Speaking to CNBC on Monday, Ross, who accompanied Trump on the weekend trip to Riyadh, said he found it “fascinating” that he did not see “a single hint of a protester anywhere there during the whole time we were there. Not one guy with a bad placard.”
In turn, “Squawk Box” host Becky Quick pointed out “that might be—not necessarily because they don’t have those feelings there—but because they control people and don’t allow them to come and express their feelings the same way we do here.”
“In theory, that could be true, but boy there was certainly no sign of it,” Ross responded. “There was not a single effort at any incursion. There wasn’t anything. The mood was a genuinely good mood.”
He also noted that the Saudi security guards “all wanted to pose for a big photo op” before he left, after which they gifted him “two gigantic bushels of dates.”
Wilbur Ross: “Fascinating” there were no protests in Saudi Arabia
CNBC: SA has strict govt controls
Ross: “In theory that could be true…” pic.twitter.com/zyyC70onuu
— Steve Kopack (@SteveKopack) May 22, 2017
The remarks immediately caught the ear of Middle East experts and other observers.
Bruce Riedel, a senior fellow at the Brookings Institution in the Center for Middle East Policy, told CNBC afterwards that Saudi Arabia is among the “most repressive” of free speech in the Middle East, adding: “Saudi Arabia is an absolute monarchy which forbids any political protest or any manifestation of dissent. It is also a police state that beheads opponents.”
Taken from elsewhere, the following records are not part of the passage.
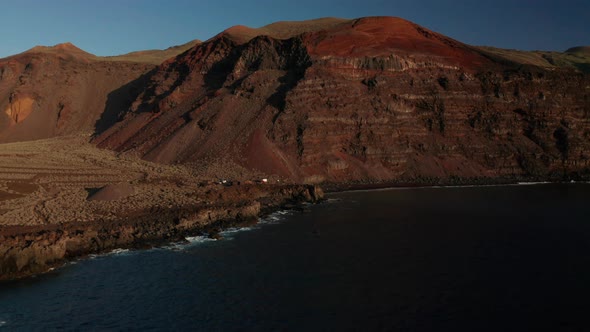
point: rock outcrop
(27, 250)
(373, 99)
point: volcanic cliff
(370, 99)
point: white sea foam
(531, 183)
(114, 252)
(275, 217)
(119, 252)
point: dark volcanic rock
(374, 99)
(26, 250)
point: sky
(112, 27)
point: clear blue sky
(110, 27)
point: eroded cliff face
(370, 99)
(27, 250)
(61, 90)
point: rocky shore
(29, 250)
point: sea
(497, 258)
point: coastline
(30, 250)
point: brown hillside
(369, 99)
(61, 90)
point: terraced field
(52, 181)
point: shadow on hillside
(583, 67)
(119, 102)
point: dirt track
(50, 181)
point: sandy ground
(63, 180)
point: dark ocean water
(513, 258)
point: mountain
(61, 89)
(155, 57)
(337, 100)
(376, 98)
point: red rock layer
(371, 99)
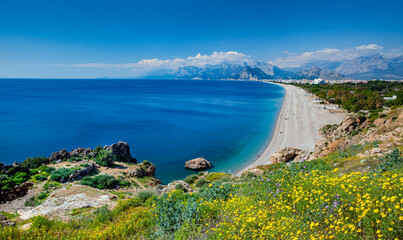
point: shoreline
(297, 125)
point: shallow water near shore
(164, 121)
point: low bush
(35, 162)
(105, 158)
(175, 208)
(61, 174)
(144, 195)
(100, 181)
(128, 203)
(191, 178)
(201, 182)
(216, 191)
(217, 176)
(391, 161)
(180, 187)
(103, 214)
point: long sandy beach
(298, 124)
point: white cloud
(332, 54)
(370, 47)
(152, 64)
Others took to social media to highlight how outrageous Ross’s statement was:
Ross also “touched” by gift of dates from Saudi security forces–who are involved in jailing dissidents, whipping bloggers, and beheadings.
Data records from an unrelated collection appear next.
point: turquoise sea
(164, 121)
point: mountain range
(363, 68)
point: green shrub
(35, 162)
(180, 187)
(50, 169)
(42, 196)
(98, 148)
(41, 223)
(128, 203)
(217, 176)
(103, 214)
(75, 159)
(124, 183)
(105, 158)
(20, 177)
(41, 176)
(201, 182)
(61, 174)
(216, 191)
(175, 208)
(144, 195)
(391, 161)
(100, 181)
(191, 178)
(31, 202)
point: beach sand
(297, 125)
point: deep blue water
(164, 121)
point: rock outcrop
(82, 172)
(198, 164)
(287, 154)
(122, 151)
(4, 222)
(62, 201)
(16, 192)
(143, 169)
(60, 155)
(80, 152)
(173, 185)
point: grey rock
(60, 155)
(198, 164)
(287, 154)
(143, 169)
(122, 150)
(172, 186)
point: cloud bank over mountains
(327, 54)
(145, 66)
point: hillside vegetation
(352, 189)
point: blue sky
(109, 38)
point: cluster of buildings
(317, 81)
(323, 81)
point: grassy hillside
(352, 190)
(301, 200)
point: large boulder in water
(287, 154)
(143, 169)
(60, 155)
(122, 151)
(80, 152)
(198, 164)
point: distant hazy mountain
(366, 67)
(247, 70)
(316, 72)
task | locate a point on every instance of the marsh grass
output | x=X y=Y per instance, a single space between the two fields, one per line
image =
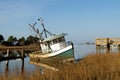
x=92 y=67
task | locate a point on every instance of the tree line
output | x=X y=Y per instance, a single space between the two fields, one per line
x=13 y=41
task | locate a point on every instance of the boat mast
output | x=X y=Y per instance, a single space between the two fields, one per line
x=36 y=30
x=41 y=20
x=45 y=31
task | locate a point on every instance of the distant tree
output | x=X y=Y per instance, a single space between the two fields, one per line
x=1 y=38
x=21 y=41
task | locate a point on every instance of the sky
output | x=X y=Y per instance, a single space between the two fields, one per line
x=82 y=20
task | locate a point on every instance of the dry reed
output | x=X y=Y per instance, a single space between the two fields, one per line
x=92 y=67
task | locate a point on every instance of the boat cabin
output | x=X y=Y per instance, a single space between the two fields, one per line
x=53 y=43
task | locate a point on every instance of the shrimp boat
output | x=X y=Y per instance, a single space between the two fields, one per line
x=53 y=46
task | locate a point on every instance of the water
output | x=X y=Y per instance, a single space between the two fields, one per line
x=80 y=52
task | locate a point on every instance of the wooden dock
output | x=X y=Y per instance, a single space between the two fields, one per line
x=6 y=50
x=107 y=43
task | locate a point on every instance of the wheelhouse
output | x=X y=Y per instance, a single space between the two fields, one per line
x=53 y=43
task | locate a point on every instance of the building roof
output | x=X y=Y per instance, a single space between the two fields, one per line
x=54 y=37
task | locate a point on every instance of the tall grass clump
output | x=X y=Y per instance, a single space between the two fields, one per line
x=92 y=67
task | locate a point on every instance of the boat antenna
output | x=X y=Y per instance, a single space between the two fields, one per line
x=41 y=21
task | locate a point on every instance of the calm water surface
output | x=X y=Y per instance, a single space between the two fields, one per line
x=80 y=52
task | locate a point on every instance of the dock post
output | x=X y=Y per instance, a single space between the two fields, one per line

— Brian Klaas (@brianklaas) May 22, 2017
Not a single hint of a protester in Auschwitz, most days. https://t.co/a7DfOxyDus
— Joyce Carol Oates (@JoyceCarolOates) May 22, 2017
The New York Magazine’s Jonathan Chait wrote, “Ross is a superficial man, inexperienced in foreign affairs, and easily manipulated by symbolism.” However, Chait continued, “he also clearly looks at a society where, unlike the United States, he can sweep through his day without encountering any evidence of political discontent. And he sees in this something to admire.”
This is in keeping with Trump, of whom Chait observed: “Rather than hypocritically overlook the authoritarianism of our allies, he actually admires it.”
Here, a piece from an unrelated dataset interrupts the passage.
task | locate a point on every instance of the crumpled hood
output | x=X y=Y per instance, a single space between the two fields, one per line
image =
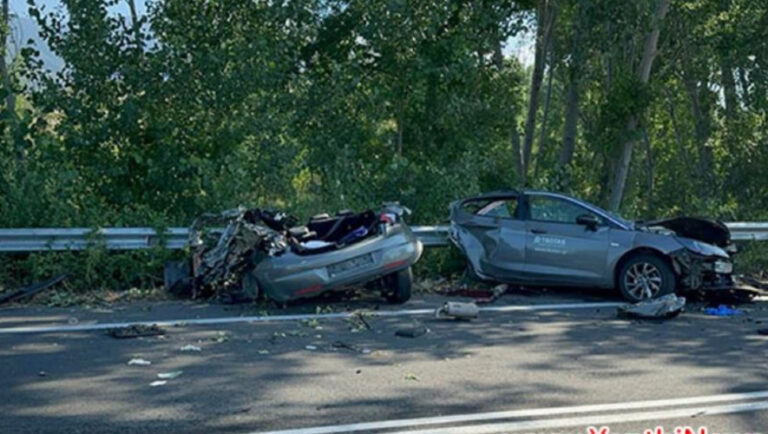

Similarly, the Washington Post’s Philip Bump pointed out, “Few Americans have been as publicly vocal about their opposition to protests than Ross’s boss, President Trump. One of his first tweets as president-elect and one of his first tweets as president both focused on disparaging protests against him.”
Ross is the same administration official who described Trump’s bombing of Syria as “after dinner entertainment.”